Coimbra: Day One

The hotel in Tomar was really nice. I went down to the breakfast around 7:30 to grab some coffee before heading to the little hotel gym for a quick workout. As those who travel in Europe know, the breakfast buffets are pretty lavish compared to the meager breakfasts on offer in most American hotels and motels. And, they’re included in the price of the room. Most of them have high quality espresso machines, so I usually get two cappuccinos and two shots of espresso. I crave early coffee, but never drink it later in the day. There were several tours staying at the hotel so the mainly senior crowd had to get up at dawn to head out for the day’s touring. At the espresso machine, several befuddled guests weren’t sure which buttons to push, so I stepped in and did it for them. Hopefully, someone will return the favor for me in the not too distant future!

The train ride to Coimbra was a two-step affair, with a change in Entroncamento. During the second leg I saw some areas that had been burned during the summer’s apocalyptic fires. They looked like eucalyptus trees, which, from my experience living in California, explode during wildfires.

While waiting for my Uber at the Coimbra station, I spoke with a young couple waiting for theirs. I said “you’re from Canada” and they replied “how could you tell?”. I replied “I always can tell” and we chuckled.

When I arrived at my hotel, I was a bit dismayed by its exterior and the fact that it was on a busy street. Uh oh, I though. Noise! When I got to the room, however, it was quite modern and had double glazed windows and air conditioning, so the outside noise was barely discernible. Ricardo, the manager, brought me a fan for white noise.

I wanted to wait till the early evening before heading out so I took a nap. After grabbing my stuff, I walked up an extremely steep hill to the University of Coimbra, one of Europe’s oldest, founded in 1290. It has an enrollment of 30,000 and is one of the top universities. The campus is beautiful and its massive and multi-tiered botanical gardens are far superior to Lisbon’s. In addition to the earlier architecture, the history faculty and the main library are built in the Art Deco monumental style, with socialist realism-type statues of powerful half-naked men and women. Unsurprisingly, these were constructed under Salazar in the 30’s. This style wasn’t at all just relegated to fascist and authoritarian regimes. Examples abound in the US as well; for example, 30th Street Station in Philadelphia and the Hoover Dam, to mention a few.
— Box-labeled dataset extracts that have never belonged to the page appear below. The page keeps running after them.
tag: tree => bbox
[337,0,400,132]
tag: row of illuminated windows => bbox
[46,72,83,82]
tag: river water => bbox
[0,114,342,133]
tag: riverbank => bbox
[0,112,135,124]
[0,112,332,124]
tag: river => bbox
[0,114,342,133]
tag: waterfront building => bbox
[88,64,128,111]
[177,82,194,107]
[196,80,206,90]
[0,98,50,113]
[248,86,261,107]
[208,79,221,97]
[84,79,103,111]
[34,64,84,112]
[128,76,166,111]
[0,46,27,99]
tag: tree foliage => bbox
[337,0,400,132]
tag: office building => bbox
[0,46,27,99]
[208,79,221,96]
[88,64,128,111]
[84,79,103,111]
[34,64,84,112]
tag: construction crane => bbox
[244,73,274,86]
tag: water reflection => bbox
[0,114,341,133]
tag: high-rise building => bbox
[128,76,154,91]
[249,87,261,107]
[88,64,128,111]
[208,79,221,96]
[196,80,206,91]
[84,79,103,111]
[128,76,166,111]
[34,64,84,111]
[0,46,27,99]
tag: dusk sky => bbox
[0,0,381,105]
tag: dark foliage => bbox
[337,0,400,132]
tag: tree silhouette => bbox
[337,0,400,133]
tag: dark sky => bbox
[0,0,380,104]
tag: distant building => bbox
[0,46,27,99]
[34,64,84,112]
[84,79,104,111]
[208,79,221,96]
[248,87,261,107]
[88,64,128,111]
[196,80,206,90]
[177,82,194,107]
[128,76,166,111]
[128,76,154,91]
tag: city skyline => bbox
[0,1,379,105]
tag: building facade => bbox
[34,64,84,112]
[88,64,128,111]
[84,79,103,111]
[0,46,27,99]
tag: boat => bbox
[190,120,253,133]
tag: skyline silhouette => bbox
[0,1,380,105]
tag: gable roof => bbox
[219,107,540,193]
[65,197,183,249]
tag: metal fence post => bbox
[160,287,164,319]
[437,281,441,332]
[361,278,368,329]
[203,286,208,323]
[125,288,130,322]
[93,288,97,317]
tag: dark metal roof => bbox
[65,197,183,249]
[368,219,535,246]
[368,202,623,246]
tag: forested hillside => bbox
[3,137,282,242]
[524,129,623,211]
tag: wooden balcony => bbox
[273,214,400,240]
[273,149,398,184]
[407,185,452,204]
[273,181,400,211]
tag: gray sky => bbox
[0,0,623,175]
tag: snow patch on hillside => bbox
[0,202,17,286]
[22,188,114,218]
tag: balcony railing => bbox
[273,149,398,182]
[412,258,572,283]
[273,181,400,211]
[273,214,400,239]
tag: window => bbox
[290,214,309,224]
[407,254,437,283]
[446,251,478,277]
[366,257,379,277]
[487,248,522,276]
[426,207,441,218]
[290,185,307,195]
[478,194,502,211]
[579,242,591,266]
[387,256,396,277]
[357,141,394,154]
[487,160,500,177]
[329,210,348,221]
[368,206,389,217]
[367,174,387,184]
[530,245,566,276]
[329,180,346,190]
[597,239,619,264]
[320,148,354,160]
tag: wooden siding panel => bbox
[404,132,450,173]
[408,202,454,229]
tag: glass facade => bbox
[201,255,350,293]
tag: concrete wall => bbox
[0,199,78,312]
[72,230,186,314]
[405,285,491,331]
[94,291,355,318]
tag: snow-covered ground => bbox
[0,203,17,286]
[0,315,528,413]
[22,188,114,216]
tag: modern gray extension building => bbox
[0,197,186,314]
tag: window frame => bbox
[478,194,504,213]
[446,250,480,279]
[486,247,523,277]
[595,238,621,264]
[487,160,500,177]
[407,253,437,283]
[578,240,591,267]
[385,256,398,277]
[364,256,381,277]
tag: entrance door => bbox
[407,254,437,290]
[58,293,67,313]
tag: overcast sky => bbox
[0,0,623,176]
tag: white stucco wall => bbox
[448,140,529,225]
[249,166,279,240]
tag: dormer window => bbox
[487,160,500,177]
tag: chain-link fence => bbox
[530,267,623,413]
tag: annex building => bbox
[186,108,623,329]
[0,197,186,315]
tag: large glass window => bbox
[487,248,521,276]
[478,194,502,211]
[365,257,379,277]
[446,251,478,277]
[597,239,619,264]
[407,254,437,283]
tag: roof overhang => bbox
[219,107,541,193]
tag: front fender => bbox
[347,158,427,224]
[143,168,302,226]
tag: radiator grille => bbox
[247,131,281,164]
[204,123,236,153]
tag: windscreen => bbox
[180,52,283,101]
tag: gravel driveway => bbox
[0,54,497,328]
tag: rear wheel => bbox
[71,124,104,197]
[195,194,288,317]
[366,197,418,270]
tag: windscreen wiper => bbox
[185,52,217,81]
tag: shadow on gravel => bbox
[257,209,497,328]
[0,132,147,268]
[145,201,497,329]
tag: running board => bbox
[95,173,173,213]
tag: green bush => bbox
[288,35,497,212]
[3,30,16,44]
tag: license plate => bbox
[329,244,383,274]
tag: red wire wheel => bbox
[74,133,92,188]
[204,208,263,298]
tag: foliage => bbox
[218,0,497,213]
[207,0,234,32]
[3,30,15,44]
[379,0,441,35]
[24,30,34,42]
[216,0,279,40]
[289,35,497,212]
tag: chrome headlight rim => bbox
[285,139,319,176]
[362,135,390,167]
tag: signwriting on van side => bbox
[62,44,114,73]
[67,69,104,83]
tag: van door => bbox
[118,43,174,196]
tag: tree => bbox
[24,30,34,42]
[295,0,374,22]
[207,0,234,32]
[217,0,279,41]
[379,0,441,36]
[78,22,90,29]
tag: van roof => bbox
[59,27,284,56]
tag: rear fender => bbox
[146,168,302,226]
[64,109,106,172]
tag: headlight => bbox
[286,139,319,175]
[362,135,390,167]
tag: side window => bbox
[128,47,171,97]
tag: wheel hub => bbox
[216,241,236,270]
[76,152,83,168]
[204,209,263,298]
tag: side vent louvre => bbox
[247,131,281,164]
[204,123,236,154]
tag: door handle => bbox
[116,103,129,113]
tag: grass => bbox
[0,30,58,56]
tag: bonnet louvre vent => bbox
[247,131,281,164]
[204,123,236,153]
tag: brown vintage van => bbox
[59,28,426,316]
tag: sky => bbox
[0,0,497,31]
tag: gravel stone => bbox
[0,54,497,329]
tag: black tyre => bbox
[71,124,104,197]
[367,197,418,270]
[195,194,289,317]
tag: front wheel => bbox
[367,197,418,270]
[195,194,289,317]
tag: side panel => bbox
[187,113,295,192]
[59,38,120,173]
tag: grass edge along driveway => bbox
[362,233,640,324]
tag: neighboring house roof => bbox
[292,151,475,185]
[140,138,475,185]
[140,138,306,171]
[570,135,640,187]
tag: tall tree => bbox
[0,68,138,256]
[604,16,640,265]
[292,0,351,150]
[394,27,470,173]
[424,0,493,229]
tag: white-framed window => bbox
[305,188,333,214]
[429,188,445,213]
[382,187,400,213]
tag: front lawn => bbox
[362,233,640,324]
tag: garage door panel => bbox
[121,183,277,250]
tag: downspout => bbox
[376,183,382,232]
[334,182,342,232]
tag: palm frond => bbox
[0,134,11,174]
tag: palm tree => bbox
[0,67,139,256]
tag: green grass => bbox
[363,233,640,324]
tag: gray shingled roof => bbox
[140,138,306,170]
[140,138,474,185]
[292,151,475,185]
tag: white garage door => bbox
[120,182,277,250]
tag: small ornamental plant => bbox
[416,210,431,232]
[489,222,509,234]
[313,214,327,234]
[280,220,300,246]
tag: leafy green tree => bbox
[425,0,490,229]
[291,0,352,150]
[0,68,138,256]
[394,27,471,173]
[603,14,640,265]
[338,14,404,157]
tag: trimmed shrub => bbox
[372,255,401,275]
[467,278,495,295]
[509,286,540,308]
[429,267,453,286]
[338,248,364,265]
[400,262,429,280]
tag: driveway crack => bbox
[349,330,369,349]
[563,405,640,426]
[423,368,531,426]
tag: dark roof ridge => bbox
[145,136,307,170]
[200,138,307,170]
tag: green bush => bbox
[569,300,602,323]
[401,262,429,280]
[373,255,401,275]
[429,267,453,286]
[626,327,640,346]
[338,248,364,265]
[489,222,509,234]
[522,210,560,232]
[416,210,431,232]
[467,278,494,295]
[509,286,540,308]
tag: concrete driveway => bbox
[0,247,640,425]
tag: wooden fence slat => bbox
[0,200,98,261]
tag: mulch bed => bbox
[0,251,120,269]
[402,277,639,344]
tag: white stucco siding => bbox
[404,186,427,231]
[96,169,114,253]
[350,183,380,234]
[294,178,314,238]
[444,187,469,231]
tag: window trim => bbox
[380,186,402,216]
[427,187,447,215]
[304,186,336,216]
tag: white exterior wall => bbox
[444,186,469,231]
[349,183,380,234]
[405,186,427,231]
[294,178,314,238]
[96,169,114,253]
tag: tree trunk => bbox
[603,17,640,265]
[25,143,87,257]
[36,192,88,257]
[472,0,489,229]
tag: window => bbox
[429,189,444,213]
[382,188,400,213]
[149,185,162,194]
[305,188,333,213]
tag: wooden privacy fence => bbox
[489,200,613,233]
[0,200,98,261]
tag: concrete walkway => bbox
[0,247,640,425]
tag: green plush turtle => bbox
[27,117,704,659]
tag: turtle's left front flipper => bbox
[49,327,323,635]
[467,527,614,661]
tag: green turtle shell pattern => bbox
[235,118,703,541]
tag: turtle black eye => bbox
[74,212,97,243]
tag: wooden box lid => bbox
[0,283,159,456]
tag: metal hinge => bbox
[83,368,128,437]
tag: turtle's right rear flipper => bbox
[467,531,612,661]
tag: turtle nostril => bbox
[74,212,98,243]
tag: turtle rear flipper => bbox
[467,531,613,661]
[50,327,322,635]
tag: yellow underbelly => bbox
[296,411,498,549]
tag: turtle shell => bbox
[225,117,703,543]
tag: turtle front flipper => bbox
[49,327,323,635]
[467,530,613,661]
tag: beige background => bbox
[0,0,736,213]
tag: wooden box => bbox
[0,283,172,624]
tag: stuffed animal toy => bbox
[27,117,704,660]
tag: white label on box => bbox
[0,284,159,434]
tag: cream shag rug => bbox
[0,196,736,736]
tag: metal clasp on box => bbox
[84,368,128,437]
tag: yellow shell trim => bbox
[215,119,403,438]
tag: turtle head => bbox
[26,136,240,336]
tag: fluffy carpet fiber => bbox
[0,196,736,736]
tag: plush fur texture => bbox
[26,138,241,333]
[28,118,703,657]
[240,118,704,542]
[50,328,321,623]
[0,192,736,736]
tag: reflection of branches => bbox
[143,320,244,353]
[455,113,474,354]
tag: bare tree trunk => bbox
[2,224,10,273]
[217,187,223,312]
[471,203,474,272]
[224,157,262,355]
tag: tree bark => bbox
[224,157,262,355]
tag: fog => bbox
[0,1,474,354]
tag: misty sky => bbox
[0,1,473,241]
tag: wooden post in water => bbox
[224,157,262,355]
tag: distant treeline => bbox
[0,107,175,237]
The university district also contains several notable churches, including the “new” cathedral and museums. I’ll have to revisit tomorrow and explore more deeply.

I wasn’t in the mood for a lengthy heavy dinner, so I stopped at a little outdoor place on the walk down to the Baixo, or lower town. It was rather quiet, so I sat near a young couple and we struck up a conversation. They had ordered a salad with figs and other tasty vegetables, so I did the same. They were visiting from their home in the Lake District in the north of England and they’d just arrived from Porto. They felt that Porto is overrated and really isn’t worth more than three nights. They were disappointed that 75% of the buildings in the central area had been built since WW2. They told me they were renovating a 300-year old farmhouse and they showed me photos. Jamie, the husband, was doing much of the renovation himself. We all decided to order a tawny Port but our server, who strangely enough didn’t speak English, thought tawny Port meant tonic and Port. He graciously took that witches’ brew back and brought us what we’d been expecting.

After bidding one another good-bye, I headed home, but was lured into an amazing chocolate shop. I bought some dark chocolate with ginger and another small slab with orange and walnuts. I also bought a bottle of tawny Port, hoping to have a glass with a little of the chocolate. While I was waiting, the young attendant was gift-wrapping some chocolate for a nice couple from America but couldn’t manage to tie the bow, so I gallantly stepped in to finish it for him. The Americans gave me a chocolate bar, which I shared with two American women who were perusing the chocolate offerings. I could comment more about these patrons but suffice it to say that I had a good chuckle after leaving the shop!

I decided to leave the Port for another day since I was afraid that it might leak during travel.